I was washing dishes, and it was unmistakable; I could smell my grandparent’s home. A mixture of dampness, mountain air, old furniture, and an old house. Only a ghost of a scent, it lingered for a moment and almost as soon as I recognized it and labeled it, it drifted away. Leaving me inhaling, searching for the source, yearning for the feeling of home it brought.
This happens, and I’m always awash in memories. One in particular of an old wooden bridge spanning a dried creek bed. The bridge that led to a hill and a gravel road where the two creeks crossed: our favorite place to walk and skip stones. I could never skip stones, but my grandmother could. Her strong hands, covered in age spots would curl around my chubby fingers and guide my hand to release the flat, carefully picked skipping stone. And it would plunk and sink decidedly into the water while hers always glided at least three times across the surface before delicately finding the bottom.
The thing about that bridge is we always came back across it on our way home, usually to ice cream cones and rocking chairs on the porch. And right now there are many bridges spanning different distances, and we are straddling them all. We are bridging from childhood to adolescence, from toddler to preschooler, from early elementary school to big kid. I am bridging from young mom to older mom, from newly married to simply married. Or maybe it is bridging from young to older, from naive to more mature. In many ways, we are all on a cusp.
Lately I’ve been examining my boys’ faces, searching pointedly for the soft, curvy lines of their babyhood and early childhood. Instead finding that those lines are quietly being erased and redrawn a bit more angularly, a bit more defined and particular, and sometimes I can glimpse the grown men they will become. And then when I examine myself in the mirror and see my own lines where there was once smoothness, crinkles by my eyes, creases around my mouth, it startles me to see the grown woman I’ve become. And the mother I am still becoming as I learn to guide them across their bridges with a mixture of support and freedom.

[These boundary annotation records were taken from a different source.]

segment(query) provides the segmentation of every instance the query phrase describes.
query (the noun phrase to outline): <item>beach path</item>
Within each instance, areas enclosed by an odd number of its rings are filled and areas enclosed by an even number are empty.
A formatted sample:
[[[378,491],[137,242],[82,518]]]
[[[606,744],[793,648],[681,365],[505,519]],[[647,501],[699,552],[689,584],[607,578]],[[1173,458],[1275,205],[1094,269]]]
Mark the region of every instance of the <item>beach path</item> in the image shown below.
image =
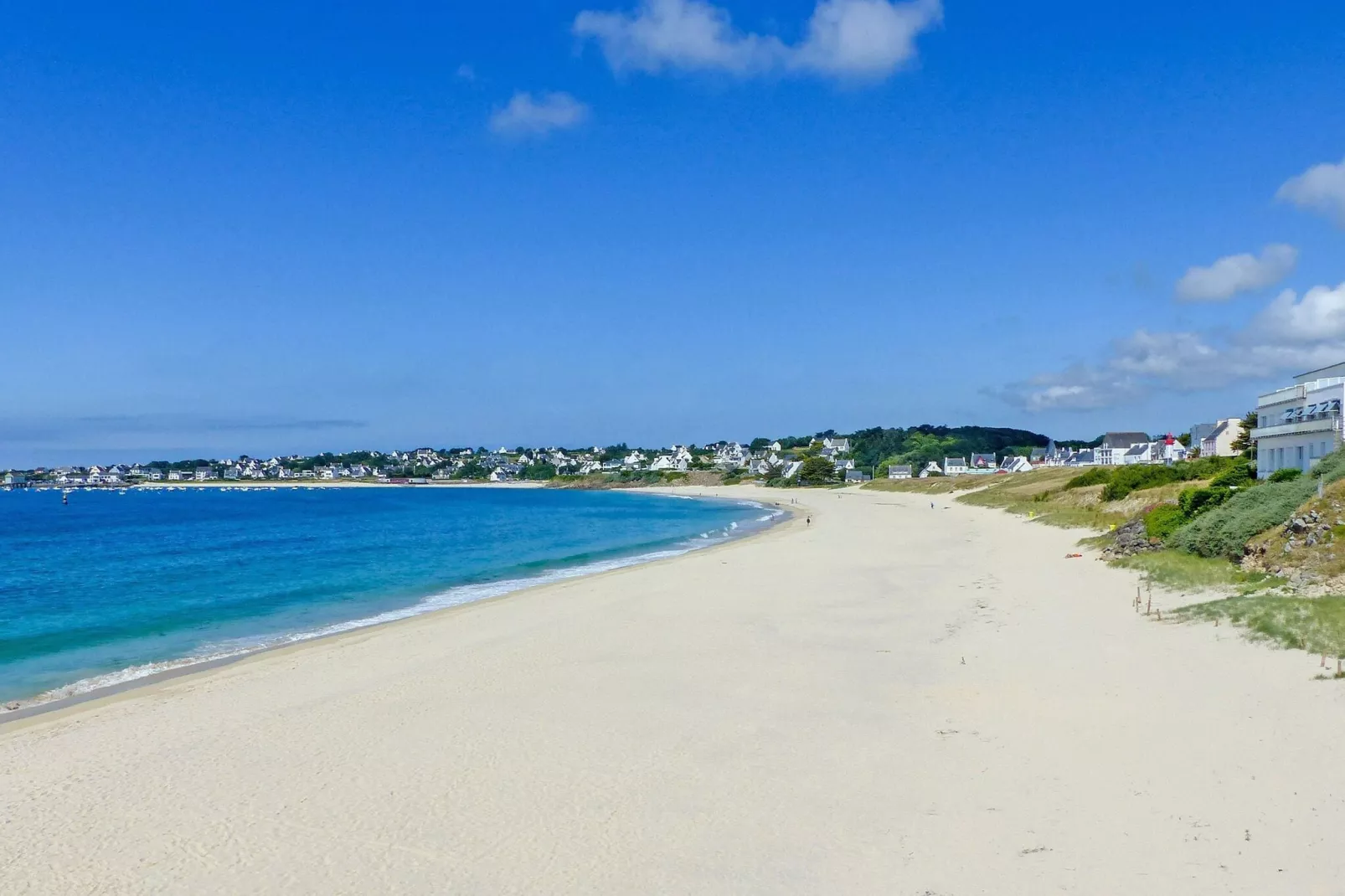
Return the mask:
[[[1345,892],[1315,659],[1079,533],[728,494],[812,523],[0,725],[0,889]]]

It is frightening to step across, now the expert guiding smaller hands. We continue to grow and change and encounter these bridges to new hills and gravel roads and creeks. We struggle to skip stones and depend on each other for guidance to land perfectly and softly on the surface. We may not be able to return to where we once were, to recross the bridges we have traversed. But ice cream and rocking chairs and porches? Those will always be there: spanning the distance, the time, the generations and bringing us home.